19

19 4 0
                                    

Hari ketiga sejak anak-anak menghilang.....

Meisya tersentak bangun dengan peluh membasahi wajahnya.

Barusan ia memimpikan bundanya, bundanya itu hanya berupa siluet samar yang datang secara tiba-tiba.
Siluet samar itu cuma tersenyum dan mengatakan satu hal.

"Shalat."

Dan disinilah Meisya sekarang, sambil mengusap peluh ia keluar dari kamar.
Menuju ruang tamu untuk melihat jam dinding.

Sudah mau jam setengah enam pagi, namun saat Meisya mengintip dari jendela disamping pintu, belum ada tanda-tanda matahari terbit. Langit masih diselimuti awan malam.

Akhirnya Meisya memutuskan untuk shalat subuh.
Ia akui, shalatnya masih bolong-bolong, terlebih beberapa hari belakangan ia malah tak shalat sama sekali.

Dengan mengenakan kain panjang yang dipakaikan peniti seadanya, dan menjadikannya mukenah, juga memakai sarung yang tadinya berfungsi sebagai selimut, Meisya shalat.

Saat salam, entah kenapa air matanya mengalir deras.

Ia rindu bunda dan ayahnya. Sekarang pasti semuanya panik.

Di kota itu, tak ada tempat ibadah.
Sejak kedatangan mereka kemarin, Meisya sama sekali tak mendengar suara azan.

Semuanya jadi terasa hampa.

.

.

.

Meisya sedang memanaskan air ketika tiba-tiba Ryo datang dengan membawa pentungan.

"Meisya !"seru Ryo kaget.

Meisya pun tak kalah kaget, gelas kaca yang dipegangnya hampir terjatuh.

"Oh, pagi kak Ryo. "

"Apa yang kau lakukan malam-malam begini ?"

"Hah ? Ini sudah pagi, lihat deh keluar. Matahari sudah terbit."

"Memang sih" Ryo menggoyang pentungan di tangannya.

"Tapi kamu masaknya kepagian, kupikir tadi ribut-ribut yang kau buat adalah ulah perampok."

Meisya nyengir.
"Maaf deh udah buat kak Ryo bangun.
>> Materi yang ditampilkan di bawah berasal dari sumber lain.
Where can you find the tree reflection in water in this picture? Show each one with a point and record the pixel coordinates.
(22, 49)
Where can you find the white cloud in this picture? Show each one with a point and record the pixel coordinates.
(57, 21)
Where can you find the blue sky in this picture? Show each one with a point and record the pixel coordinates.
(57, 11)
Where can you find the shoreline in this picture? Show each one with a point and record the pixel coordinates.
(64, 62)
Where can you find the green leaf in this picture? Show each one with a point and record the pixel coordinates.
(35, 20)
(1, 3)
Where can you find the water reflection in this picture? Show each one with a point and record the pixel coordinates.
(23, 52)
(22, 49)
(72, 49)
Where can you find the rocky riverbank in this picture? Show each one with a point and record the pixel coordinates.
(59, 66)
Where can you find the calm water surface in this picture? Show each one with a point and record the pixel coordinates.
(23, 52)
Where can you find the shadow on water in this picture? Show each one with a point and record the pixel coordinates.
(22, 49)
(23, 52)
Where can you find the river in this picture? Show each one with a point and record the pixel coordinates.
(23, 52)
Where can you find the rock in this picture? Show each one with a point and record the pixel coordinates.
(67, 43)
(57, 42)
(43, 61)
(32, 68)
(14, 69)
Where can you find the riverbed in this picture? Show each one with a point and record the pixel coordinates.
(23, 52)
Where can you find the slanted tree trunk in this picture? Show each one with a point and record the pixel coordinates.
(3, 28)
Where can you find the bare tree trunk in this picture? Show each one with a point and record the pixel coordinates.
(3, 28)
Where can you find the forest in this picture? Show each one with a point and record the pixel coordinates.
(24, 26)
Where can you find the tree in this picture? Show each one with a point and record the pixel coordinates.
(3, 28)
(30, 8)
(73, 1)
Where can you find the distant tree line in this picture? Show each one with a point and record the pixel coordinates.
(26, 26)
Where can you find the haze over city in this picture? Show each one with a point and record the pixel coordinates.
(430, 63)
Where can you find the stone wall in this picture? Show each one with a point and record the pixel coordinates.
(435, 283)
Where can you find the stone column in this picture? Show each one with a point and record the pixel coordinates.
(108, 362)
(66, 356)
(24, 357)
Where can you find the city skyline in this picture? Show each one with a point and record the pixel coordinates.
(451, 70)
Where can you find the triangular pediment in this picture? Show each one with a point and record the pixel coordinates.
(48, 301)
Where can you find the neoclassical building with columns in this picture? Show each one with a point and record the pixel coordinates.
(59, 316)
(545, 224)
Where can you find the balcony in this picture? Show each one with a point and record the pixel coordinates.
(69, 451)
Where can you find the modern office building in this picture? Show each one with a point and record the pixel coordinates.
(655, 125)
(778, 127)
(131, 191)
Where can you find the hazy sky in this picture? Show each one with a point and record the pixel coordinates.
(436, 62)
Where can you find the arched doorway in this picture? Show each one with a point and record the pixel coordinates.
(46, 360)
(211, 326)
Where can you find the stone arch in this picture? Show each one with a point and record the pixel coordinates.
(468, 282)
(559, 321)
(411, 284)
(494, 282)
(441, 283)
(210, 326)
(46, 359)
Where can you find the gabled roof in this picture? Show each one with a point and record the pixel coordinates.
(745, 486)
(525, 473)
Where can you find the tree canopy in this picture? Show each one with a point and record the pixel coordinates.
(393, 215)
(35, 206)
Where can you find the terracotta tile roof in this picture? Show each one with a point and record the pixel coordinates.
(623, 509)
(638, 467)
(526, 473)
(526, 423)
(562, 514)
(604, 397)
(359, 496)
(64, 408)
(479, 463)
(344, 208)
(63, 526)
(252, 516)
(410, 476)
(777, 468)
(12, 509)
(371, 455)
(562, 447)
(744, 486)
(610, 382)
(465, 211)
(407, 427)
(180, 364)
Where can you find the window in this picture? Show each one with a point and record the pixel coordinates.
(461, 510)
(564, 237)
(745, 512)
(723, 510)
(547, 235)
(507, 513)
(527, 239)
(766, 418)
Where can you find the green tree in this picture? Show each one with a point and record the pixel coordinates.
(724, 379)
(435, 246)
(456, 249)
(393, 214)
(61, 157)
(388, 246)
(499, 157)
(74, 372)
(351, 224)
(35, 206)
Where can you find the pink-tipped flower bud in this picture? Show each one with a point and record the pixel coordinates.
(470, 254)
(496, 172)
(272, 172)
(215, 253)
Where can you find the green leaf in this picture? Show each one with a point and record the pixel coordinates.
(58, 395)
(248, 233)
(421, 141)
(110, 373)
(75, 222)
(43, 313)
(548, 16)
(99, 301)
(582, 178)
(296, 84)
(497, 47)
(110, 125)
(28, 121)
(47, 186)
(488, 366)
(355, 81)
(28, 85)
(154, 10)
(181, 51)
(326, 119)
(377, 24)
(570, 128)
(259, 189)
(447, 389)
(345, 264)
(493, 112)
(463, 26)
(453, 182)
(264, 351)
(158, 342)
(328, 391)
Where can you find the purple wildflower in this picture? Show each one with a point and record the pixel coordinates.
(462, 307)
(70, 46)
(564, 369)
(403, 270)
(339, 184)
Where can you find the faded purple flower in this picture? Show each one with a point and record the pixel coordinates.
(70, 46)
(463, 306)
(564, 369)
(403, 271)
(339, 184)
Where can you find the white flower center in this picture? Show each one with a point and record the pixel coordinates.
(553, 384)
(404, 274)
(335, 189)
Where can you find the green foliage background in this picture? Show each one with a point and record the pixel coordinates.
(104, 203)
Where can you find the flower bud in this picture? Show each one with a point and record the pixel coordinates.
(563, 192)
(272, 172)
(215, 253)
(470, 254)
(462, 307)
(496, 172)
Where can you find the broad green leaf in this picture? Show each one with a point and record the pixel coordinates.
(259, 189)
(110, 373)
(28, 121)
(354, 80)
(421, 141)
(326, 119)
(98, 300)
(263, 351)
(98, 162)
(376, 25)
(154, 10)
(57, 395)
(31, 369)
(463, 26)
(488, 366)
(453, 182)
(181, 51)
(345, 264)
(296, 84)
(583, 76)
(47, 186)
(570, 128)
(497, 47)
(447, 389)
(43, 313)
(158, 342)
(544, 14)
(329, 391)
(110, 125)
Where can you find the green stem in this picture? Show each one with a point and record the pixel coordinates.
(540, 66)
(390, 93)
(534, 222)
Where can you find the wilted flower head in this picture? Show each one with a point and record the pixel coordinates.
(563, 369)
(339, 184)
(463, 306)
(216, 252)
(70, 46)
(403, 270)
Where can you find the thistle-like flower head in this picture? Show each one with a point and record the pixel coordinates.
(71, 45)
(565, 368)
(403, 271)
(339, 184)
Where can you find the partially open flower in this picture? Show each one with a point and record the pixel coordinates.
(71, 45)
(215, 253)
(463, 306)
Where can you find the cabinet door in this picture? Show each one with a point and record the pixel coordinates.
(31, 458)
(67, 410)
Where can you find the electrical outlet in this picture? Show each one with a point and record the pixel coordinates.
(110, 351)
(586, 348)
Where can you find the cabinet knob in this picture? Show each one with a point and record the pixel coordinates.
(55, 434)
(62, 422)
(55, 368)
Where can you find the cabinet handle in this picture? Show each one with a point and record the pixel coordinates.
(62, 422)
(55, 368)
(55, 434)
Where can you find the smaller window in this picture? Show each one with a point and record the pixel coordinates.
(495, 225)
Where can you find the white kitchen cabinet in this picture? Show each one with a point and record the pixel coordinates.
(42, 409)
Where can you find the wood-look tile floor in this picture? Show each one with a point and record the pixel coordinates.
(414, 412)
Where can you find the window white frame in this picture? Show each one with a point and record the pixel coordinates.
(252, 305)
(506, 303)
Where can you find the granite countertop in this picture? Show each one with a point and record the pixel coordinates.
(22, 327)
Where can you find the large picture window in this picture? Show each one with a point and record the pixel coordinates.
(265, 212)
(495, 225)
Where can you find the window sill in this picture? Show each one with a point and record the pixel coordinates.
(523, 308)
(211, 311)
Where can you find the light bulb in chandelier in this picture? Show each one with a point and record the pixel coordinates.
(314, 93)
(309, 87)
Tidur lagi aja."

Ryo menguap.
"Gak mau dibantu ?"

"Gak usah"

Ryo segera berbalik tanpa merasa perlu menawar sekali lagi. Toh, dia juga masih ngantuk.

Geun Woo bangun paling awal dari tiga temannya. Ia segera mandi dan menuju dapur begitu wangi masakan tercium.

Di dapur tak ada siapapun, namun sarapan sudah terhidang di meja makan bundar mereka.

Meisya muncul tak lama kemudian dari kamar mandi yang ada di dapur.

Wajahnya terlihat segar dengan baju kaos lengan pendek berwarna abu-abu, dan rok hitam sepuluh senti dibawah lutut.
Juga dengan rambut yang masih dililit handuk.

Ia tersenyum sumringah begitu melihat Geun Woo.

"Yang lain mana kak ?"

"Masih ngorok. "

"Oh. Emh... Apa kita harus menuggu mereka ?" Meisya menarik kursi di samping Geun Woo dan mendudukinya.

"Kalau lima menit belum datang, kita makan deluan aja.
Ngomong-ngomong... Kamu masak semua ini sendirian ?"

"Aku mah sudah biasa begini dirumah." Meisya melepas lilitan handuk di rambut dan menyampirkannya di senderan kursi.

"Bangun jam berapa kamu !? Pasti pas masih gelap."